L’excès de confiance dans les scores d’érythème peut masquer une dermatite atopique sévère chez des enfants de race noire comparés à leurs homologues de race blanche. : M.A. Ben-Gashir, P.T. Seed* and R.J. Hay St John’s Institute of Dermatology and *Public Health Sciences, The Guy’s, King’s and St Thomas’ School of Medicine, St Thomas’ Hospital, Lambeth Palace Road, London SE1 7EH, U.K. dans British Journal of Dermatology 147 (5), 920-925

- CONTEXTE. Il a été montré que la prévalence de la dermatite atopique (DA) est plus importante chez les enfants noirs de souche Caraïbes nés à Londres que chez les enfants blancs homologues, mais on connaît peu de chose en ce qui concerne la sévérité de la maladie.
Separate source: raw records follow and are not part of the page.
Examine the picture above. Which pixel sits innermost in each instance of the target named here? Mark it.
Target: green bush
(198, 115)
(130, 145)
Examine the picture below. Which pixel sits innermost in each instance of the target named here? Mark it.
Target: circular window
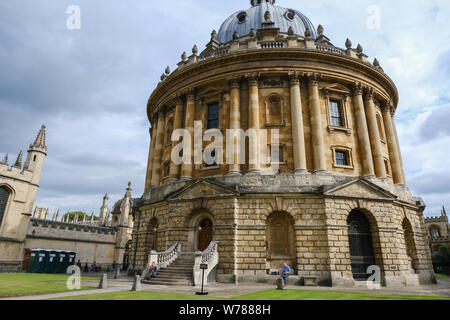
(290, 15)
(242, 17)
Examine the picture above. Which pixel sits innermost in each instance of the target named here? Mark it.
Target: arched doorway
(280, 241)
(4, 196)
(152, 234)
(126, 256)
(361, 245)
(205, 234)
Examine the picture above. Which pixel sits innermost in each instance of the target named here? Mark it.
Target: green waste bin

- OBJECTIFS. Effectuer une étude longitudinale afin de mettre en évidence les facteurs de risque potentiels de DA sévère chez l’enfant. Nous rapportons nos constatations concernant les différences de sévérité de la maladie entre les enfants blancs et les enfants noirs et l’effet de l’inclusion et de l’exclusion des scores d’érythème pour les comparer.

- METHODES.
* Les enfants recrutés atteints de DA étaient identifiés par leur médecin généraliste (MG),
* le diagnostic était confirmé par les critères diagnostics du Royaume-Uni.
* L’interrogatoire et l’examen clinique des enfants étaient pratiqués 4 fois à 6 mois d’intervalle.
* A chaque fois, le même praticien évaluait la sévérité de la DA à l’aide du SCORAD.
* Les facteurs de risque potentiels et les facteurs de confusion étaient évalués à l’aide d’un questionnaire de 5 pages.
* Nous avons utilisé des tests non-paramétriques pour l’analyse statistique.

- RESULTATS.
* Un total de 137 enfants (82 citadins et 55 ruraux) ont été recrutés et chacun vu 4 fois. Cela permit de produire 380 observations (69% des 548 observations attendues).
* La population urbaine comprenait 42 (51%) enfants blancs, 26 (32%) enfants noirs et 14 (17%) enfants d’autres races.
* La population rurale était entièrement blanche.
* Les 14 enfants des autres races ont été exclus totalement de l’étude statistique.
* Les enfants noirs étaient tous nés au Royaume-Uni.
* Une analyse grossière montrait que les enfants à peau noire présentaient un risque plus bas non significatif de maladie sévère comparativement aux enfants blancs alors qu’une augmentation importante significative du risque était retrouvée après ajustement du score de l’érythème.
* La différence restait significative même après contrôle des autres éléments potentiels de confusion.

- CONCLUSIONS.
* Les enfants noirs atteints de DA ont environ 6 fois plus de risque de souffrir d’une forme sévère que leurs homologues blancs.
* Les Dermatologues et les MG attirent l’attention sur le fait que l’érythème peut être une cause d’erreur en tant qu’indicateur de sévérité chez les enfants noirs.
* Les difficultés d’évaluation du fait de la pigmentation cutanée peuvent signifier que des cas sévères ne sont pas détectés et traités de façon appropriée.

 Dr Alain Thillay

Commentaire de l'auteur :

L’évaluation des lésions d’une peau pigmentée est certes difficiles. Toutefois, avec le minimum de sens clinique, un bon éclairage, et, surtout le toucher, on y arrive.

Le toucher renseigne sur la qualité de la peau (sèche, squameuse….) mais surtout sa chaleur. En effet, érythème égal chaleur. Donc si la peau est noire les yeux ne suffisent plus, il faut toucher patiemment.

Je souscris à cette idée : ces petits enfants noirs ont souvent des formes sévères de DA.